Quand il s'agit d'évaluer la force d'une machine on l'exprime en chevaux vapeur; on dit que telle machine développe 100, 200, 300 chevaux vapeur.
Le cheval vapeur représente la force nécessaire pour élever d'un mètre dans l'espace de temps d'une seconde un poids de 70 kilogrammes.
Si vous prenez à terre un sac pesant 70 kilogs que vous l'élevez à hauteur de ceinture et que vous en mettez qu'une seconde nous avons déployé une force d'un cheval vapeur.
Si vous doublez ce poids ou si vous doubler la hauteur ou si vous réduisez de moitié le temps, vous déployez un force de 2 chevaux vapeur et ainsi de suite.
Cette expression de cheval vapeur ne correspond pas du tout à l'effort normal donné par un cheval vivant.
Ainsi pour faire fonctionner d'une façon continue une machine de 10 chevaux-vapeur il faudrait employer 55 chevaux vivants de force moyenne travaillant d'une manière alternative avec les intervalles de repos qu'il est indispensable de leur laisser prendre.
Quand on veut se rendre compte du prix de revient d'une machine en tant que consommation de combustible on prend pour unité de consommation le cheval-heure, c'est-à-dire la quantité de charbon ou autre nécessaire pour fournir la vapeur indispensable à la marche d'un cheval-vapeur pendant une heure.
On dit par exemple d'un bon appareil à vapeur qu'il consomme 800 grammes de charbon par cheval-heure et d'un moteur à essence qu'il consomme 1/2 litre d'essence par cheval-heure.
Cela veut dire que si la machine a une force de 150 chevaux et qu'elle travaille 8 heures, il faudra brûler (150*8) fois 800 gr. de charbon soit 960 kilogs.
La même machine à essence consommerait (150*8) fois 1/2 litre d'essence.
Si la tonne de charbon coûte 45 Francs et le litre d'essence 0,50 Francs, on sait que pour une machine de même force et pour un travail de même durée il faudra 43 Fr de charbon et 300 Fr d'essence.
Un moteur à essence coûte donc en combustible 7 fois plus cher que le charbon.
Quand il est question de combustible on parle aussi de son pouvoir calorifique. On dit par exemple  que le pétrole donne plus de calorique que la houille, qu'elle même donne plus que le bois. On obtiendra à peu près le même résultat en brûlant 4 Kilogs de bois, 2,5 kg de houille ou un litre de pétrole.
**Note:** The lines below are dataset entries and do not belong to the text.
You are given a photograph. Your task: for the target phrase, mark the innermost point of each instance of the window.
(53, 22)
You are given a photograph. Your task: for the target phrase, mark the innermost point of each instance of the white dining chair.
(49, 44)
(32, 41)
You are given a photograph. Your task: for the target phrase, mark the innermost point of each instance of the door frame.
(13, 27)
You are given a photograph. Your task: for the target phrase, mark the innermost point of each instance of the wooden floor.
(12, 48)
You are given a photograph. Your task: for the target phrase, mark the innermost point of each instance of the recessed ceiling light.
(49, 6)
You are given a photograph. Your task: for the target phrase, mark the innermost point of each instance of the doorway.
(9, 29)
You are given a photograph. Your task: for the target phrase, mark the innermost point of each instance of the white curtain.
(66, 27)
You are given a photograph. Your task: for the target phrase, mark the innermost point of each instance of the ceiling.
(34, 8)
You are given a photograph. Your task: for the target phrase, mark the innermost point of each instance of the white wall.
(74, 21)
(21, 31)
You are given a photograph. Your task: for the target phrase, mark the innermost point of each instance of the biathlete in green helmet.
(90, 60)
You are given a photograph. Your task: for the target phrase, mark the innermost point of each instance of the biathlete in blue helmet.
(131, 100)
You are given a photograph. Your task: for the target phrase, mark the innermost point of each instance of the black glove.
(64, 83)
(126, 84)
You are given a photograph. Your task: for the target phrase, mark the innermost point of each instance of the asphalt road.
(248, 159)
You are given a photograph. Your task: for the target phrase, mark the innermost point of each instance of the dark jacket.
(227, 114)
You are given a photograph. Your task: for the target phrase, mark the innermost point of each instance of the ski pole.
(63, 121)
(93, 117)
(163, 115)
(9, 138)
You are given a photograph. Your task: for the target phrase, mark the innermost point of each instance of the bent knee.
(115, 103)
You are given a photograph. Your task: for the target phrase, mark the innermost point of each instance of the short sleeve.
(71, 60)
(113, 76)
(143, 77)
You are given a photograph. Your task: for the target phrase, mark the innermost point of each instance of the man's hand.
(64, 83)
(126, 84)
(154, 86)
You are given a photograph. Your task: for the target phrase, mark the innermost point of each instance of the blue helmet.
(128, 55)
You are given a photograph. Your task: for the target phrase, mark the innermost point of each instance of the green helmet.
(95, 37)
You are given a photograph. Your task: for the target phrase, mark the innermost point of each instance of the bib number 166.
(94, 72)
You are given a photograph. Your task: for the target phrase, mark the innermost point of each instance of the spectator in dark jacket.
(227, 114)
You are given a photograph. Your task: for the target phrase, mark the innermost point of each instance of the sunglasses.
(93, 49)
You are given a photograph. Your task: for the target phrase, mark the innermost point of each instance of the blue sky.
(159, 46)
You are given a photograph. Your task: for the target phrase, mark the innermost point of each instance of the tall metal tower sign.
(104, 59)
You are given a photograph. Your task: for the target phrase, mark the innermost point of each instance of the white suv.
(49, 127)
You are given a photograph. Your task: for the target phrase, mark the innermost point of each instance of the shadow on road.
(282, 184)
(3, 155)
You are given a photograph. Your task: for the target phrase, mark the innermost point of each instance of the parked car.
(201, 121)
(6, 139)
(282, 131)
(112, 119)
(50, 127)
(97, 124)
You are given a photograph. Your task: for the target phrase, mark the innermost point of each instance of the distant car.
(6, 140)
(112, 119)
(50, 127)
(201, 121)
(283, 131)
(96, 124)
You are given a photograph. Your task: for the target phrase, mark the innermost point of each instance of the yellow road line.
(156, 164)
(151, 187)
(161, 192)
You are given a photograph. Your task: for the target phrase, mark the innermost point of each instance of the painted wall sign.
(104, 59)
On exprime enfin souvent la qualité d'une chaudière par la surface de chauffe. On appelle ainsi l'ensemble de toutes les parties de la chaudière en contact avec l'eau et léchées par les flammes ou les gaz chauds. Cette surface comprend le ciel, le boîte à feu et les tubes. Plus cette surface est grande, plus l'eau sera chauffée sur de nombreux points à la fois et plus la chaudière produira de vapeur en un temps donné.